Il a fallu bien entendu opérer des choix et pourtant on a l’impression que tout est là, toutes les gammes d’un répertoire haut en couleurs, la Nouvelle vague (dont on moque gentiment les tics et les travers), le jazz qui était comme son ADN depuis la révélation de Dizzy Gillespie, la carrière aux Etats-Unis (oscar pour la musique de L’affaire Thomas Crown en 1969, film évoqué dans une saynète fort drôle), les gens qui ont compté, les thèmes de prédilection, et surtout l’audace artistique, ludique, jubilatoire, libre dont il disait lui-même que c’était son moteur intérieur. En sortant du théâtre on se surprend à fredonner la mélodie de "Chanson pour un jour d’été" qui clôt le spectacle. Pour un peu on aborderait les passants pour leur enjoindre en chantant d’« Aimer la vie, aimer les fleurs/Aimer les rires, aimer les pleurs/Aimer le jour, aimer la nuit/Aimer le soleil et la pluie… ».

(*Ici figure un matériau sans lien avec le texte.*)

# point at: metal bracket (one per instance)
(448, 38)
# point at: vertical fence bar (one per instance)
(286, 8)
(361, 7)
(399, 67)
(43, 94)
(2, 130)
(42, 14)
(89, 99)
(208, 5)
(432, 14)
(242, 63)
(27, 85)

Michel for ever, un spectacle conçu et mis en scène par Stephan Druet et Daphné Tesson. Musiques de Michel Legrand. Avec Gaétan Borg, Sebastian Galeota, Emmanuelle Goizé, Mathilde Hennekinne, Benoît de Mesmay, Jean-Luc Arramy. Direction musciale, Stéphane Corbin ; arrangements musicaux, Benoît de Mesmay ; Costumes, Denis Evrard ; Chorégraphies, Alma Devillalobos ; lumières, Christelle Toussine. Au Poche Montparnasse à partir du 29 août 2019,du mardi au samedi à 21h15. Durée : 1h40. Resa : 01 45 44 50 21.

© Pascal Gély

A propos de l'auteur
Corinne Denailles
Corinne Denailles

Professeur de lettres ; a travaille dans le secteur de l’édition pédagogique dans le cadre de l’Education nationale. A collaboré comme critique théâtrale à divers journaux (Politis, Passage, Journal du théâtre, Zurban) et revue (Du théâtre,...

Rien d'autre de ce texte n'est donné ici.